[파이썬] mongoengine 실시간 데이터 처리와 `mongoengine`

Installing mongoengine

To get started with mongoengine, you need to install it using pip:

pip install mongoengine

Connecting to MongoDB

The first step is to establish a connection to your MongoDB server. mongoengine provides a connect method for this:

from mongoengine import connect

connect('mydatabase')

Here, 'mydatabase' is the name of your MongoDB database. If the database doesn’t exist, mongoengine will create it automatically.

Defining Document Schema

In mongoengine, data is represented as documents. Each document corresponds to a collection in MongoDB. You can define a document schema using Python classes:

from mongoengine import Document, StringField, DateTimeField

class User(Document):
    name = StringField(required=True)
    email = StringField(required=True)
    created_at = DateTimeField(default=datetime.datetime.now)

    def __str__(self):
        return self.name

In the example above, we defined a User document with three fields: name, email, and created_at. The required=True attribute specifies that these fields are mandatory. The default attribute defines the default value for created_at field.

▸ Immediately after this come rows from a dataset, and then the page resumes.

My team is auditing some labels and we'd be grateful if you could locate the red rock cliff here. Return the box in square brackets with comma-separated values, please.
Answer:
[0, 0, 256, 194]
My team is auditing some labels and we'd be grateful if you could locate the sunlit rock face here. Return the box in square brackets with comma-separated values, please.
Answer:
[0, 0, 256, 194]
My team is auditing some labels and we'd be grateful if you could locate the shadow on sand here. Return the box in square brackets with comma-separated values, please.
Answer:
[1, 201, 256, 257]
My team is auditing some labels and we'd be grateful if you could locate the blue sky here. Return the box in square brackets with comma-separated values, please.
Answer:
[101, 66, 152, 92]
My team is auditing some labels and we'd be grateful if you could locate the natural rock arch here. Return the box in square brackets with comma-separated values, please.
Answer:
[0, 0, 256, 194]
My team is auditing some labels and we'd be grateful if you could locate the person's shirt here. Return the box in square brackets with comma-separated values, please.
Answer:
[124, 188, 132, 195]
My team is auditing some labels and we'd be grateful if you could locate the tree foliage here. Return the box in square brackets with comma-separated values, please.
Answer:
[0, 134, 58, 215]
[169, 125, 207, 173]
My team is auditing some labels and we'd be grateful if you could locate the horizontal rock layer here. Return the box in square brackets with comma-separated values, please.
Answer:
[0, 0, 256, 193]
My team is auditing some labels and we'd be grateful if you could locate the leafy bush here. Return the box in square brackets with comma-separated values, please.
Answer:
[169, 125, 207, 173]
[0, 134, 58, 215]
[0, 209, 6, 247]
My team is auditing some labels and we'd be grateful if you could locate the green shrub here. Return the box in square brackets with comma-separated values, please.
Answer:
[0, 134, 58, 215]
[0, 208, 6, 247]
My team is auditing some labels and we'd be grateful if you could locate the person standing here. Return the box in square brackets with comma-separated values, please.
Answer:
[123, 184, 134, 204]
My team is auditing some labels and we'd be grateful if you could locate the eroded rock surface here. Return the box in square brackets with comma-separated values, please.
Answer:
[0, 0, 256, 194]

Querying and Filtering Data

Once you have defined your document schema, you can perform CRUD operations on your MongoDB data. For example, to query all users from the User collection, you can use the objects attribute:

users = User.objects().all()
for user in users:
    print(user)

objects() returns a QuerySet, which allows you to filter and manipulate the query results easily. For instance, to find users created after a specific date, you can use the gt (greater than) operator:

from datetime import datetime

recent_users = User.objects(created_at__gt=datetime(2022, 1, 1)).all()
for user in recent_users:
    print(user)

Real-time Data Processing

Real-time data processing involves handling streams of data with low latency. With mongoengine, you can achieve this by leveraging features like change streams and triggers offered by MongoDB.

Change streams allow you to watch a collection and receive real-time notifications whenever any changes occur. You can define a change stream using mongoengine as follows:

from mongoengine import collection

@collection(User._get_collection_name())
def on_user_changed(change):
    print("User changed:", change)

The on_user_changed function is the callback that will be triggered whenever a change occurs in the User collection. Here, you can perform any real-time processing you require.

To start listening for changes, you can use the watch method:

User.watch(callback=on_user_changed)

This sets up the change stream and starts listening for real-time changes. Now, whenever a document in the User collection is inserted, updated, or deleted, the on_user_changed function will be executed.

Conclusion

In this blog post, we explored how mongoengine can be used for real-time data processing with MongoDB in Python. We discussed connecting to MongoDB, defining document schema, querying data, and implementing real-time processing using change streams. mongoengine provides a straightforward and convenient way to interact with MongoDB and handle real-time data efficiently.